In order to track Googlebot behavior you must have access to your access logs. In them every line contains a "hit", that is a request to your server from an IP, like

64.68.82.167 - - [26/Sep/2003:09:49:42 +1000] "GET /robots.txt HTTP/1.0" 404 288 "-" "Googlebot/2.1 (+http://www.googlebot.com/bot.html)"

This way you can track it with your own eyes.

Ask your provider whether you have access to the original log files.

crowthercm

8:22 pm on Sep 26, 2003 (gmt 0)

10+ Year Member



Very cool thanks (: Comes as a bizarre file type (***.com). I'm able to open it in word fine but is there a program that handles log files better? As it stand it's rather inconvenient to work my way through the various lines of code.

Scarey stuff too, some of the requests actually carry user login IDs.

claus

8:28 pm on Sep 26, 2003 (gmt 0)

WebmasterWorld Senior Member 10+ Year Member



if you can open it in word, you will also be able to open it in Excel i think. That might be better ;)

Otherwise there are software programs exclusively for analyzing log files (when they get larger than what a spreadsheet can handle.)

crowthercm

8:46 pm on Sep 26, 2003 (gmt 0)

10+ Year Member



Some very neat stuff in this, I was able to get the gist of it just by using the word search feature. Really quite impressive software, google hit the site originally on the 14th, then over the next 5-6 days visited as far as I can tell the site. I see why people want to use robots.txt as well. Somehow the bot found some files that it shouldn't have, i.e. no links to these files anywhere on the site!
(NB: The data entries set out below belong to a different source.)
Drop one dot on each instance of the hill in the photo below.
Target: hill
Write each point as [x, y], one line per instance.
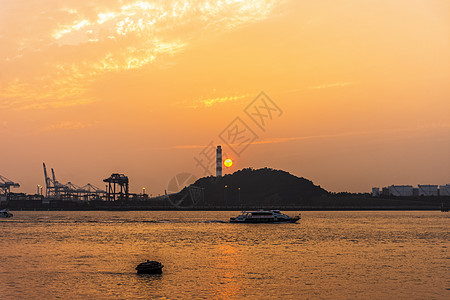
[259, 188]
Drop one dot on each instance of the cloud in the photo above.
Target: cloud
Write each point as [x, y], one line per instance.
[73, 43]
[208, 102]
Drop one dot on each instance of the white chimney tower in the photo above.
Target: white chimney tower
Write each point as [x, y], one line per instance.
[219, 161]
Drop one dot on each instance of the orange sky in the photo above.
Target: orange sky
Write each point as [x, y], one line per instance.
[142, 87]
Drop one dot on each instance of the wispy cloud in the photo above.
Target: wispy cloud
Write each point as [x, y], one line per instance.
[421, 127]
[74, 43]
[331, 85]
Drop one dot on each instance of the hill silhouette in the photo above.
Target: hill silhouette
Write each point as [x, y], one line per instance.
[259, 188]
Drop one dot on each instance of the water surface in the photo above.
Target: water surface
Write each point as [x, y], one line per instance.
[364, 255]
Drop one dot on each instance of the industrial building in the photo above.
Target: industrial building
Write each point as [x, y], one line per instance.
[425, 190]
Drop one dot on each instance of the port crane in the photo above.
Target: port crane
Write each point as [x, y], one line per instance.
[6, 184]
[69, 191]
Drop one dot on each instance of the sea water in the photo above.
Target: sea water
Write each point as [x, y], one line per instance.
[331, 255]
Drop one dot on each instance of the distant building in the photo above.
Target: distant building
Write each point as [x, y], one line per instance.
[428, 190]
[401, 190]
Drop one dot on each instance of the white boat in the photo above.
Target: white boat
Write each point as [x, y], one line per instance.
[4, 213]
[264, 216]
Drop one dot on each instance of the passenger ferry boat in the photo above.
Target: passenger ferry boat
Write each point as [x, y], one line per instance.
[264, 216]
[4, 213]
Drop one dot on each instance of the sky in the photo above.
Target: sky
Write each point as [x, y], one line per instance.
[349, 94]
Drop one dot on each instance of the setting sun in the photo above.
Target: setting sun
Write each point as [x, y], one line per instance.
[228, 162]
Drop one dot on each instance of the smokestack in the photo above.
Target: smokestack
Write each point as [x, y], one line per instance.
[219, 161]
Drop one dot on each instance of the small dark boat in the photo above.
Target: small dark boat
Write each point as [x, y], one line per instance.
[150, 267]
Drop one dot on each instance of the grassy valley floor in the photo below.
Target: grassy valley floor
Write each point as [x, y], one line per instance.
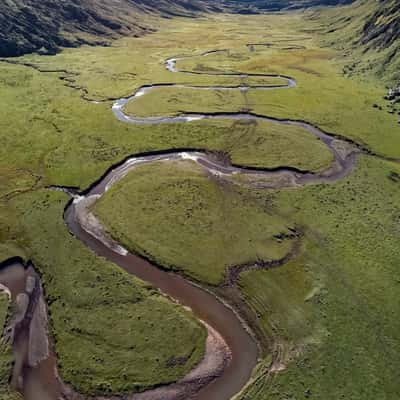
[327, 318]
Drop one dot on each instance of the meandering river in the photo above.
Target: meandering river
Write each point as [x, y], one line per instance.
[232, 352]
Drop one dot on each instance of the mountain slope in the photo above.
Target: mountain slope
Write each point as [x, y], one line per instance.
[368, 33]
[29, 25]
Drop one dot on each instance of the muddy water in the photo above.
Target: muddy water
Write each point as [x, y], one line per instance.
[40, 381]
[35, 379]
[204, 305]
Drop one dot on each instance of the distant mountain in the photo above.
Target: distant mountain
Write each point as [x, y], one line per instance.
[368, 31]
[254, 6]
[45, 25]
[382, 27]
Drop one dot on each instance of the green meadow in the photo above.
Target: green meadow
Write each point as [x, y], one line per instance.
[327, 321]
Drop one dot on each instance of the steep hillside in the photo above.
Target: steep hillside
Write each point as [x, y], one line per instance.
[29, 25]
[368, 32]
[255, 6]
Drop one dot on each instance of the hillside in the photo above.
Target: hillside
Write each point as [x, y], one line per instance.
[45, 26]
[28, 25]
[368, 33]
[255, 6]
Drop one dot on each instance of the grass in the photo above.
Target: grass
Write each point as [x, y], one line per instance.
[341, 294]
[112, 333]
[332, 312]
[188, 222]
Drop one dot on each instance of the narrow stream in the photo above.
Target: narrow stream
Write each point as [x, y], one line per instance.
[237, 353]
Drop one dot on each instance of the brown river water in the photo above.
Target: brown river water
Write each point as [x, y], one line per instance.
[39, 381]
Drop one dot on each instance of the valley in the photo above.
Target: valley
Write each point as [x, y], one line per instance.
[211, 209]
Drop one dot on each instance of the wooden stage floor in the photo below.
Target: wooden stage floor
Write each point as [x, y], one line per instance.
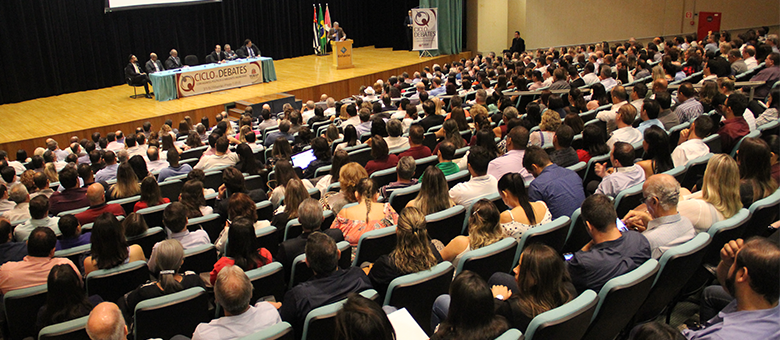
[27, 124]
I can see why a separate program would be needed and fast, with hardly any traffic to the site I'd already like to have some. Can you recommend some software tailored specifically to handle log files? Either something that parses the file directly on the server or alternatively by opening a raw access file on my home machine.. I'll take a quick peak on google to see what's available as well.

Claus, yes I got it open btw in excel but it's a bit of a mess :P

dirkz

8:33 am on Sep 27, 2003 (gmt 0)

WebmasterWorld Senior Member 10+ Year Member



To be honest, I use command line tools such cat and grep (available on every *nix box and with cygwin for win also), e.g.
cat access_log¦grep "Googlebot"

If you have lots of subdomains (virtual hosts) in your logs, it helps to grep them too:
cat access_log¦grep "subdomain"¦grep "Googlebot"

For the overview I use webalizer.

Though a tool would be nice (for free of course :) that can track individual IPs and their behavior by mouse click so you could trace their path through your site :) [based on log files]
This way you wouldn't have to do the grepping.

bwelford

10:51 am on Sep 27, 2003 (gmt 0)

10+ Year Member



I highly recommend using Excel for analyzing basic log files. If you import the log file as a text file you get a long column of entries. Chose the option to convert text to columns and specify that space is a data delimiter. You will the find that each parameter comes into a separate column. So you can sort by file read or by name of visitor or by time or by any combination.

It's easier to do than to describe. I think you'll like it.

Barry Welford

chiyo

11:32 am on Sep 27, 2003 (gmt 0)

WebmasterWorld Senior Member 10+ Year Member



yep as long as your log files are not too long using excell or a spreadsheet is a great way to get a feel for your visits by filtering, sorting, etc etc.

just remember to define what you mean my "pageview" and filter out the jpgs, gifs, non-content scripts, js, ico, etc etc and it becomes much more manageable.

Also analog is infinitely flexible if you take the time to read the manual. you can create separate reports for example which just count googlebot variant visits.

claus

2:04 pm on Sep 27, 2003 (gmt 0)

WebmasterWorld Senior Member 10+ Year Member



Excel
bwelford posted the way to get the logfiles sorted in Excel. Excel will handle 65,000 hits (= lines in the log file) so if your log files are generated daily, this might do for some time. If you have, say, five hits per pageview on average, it's equal to 13,000 pageviews.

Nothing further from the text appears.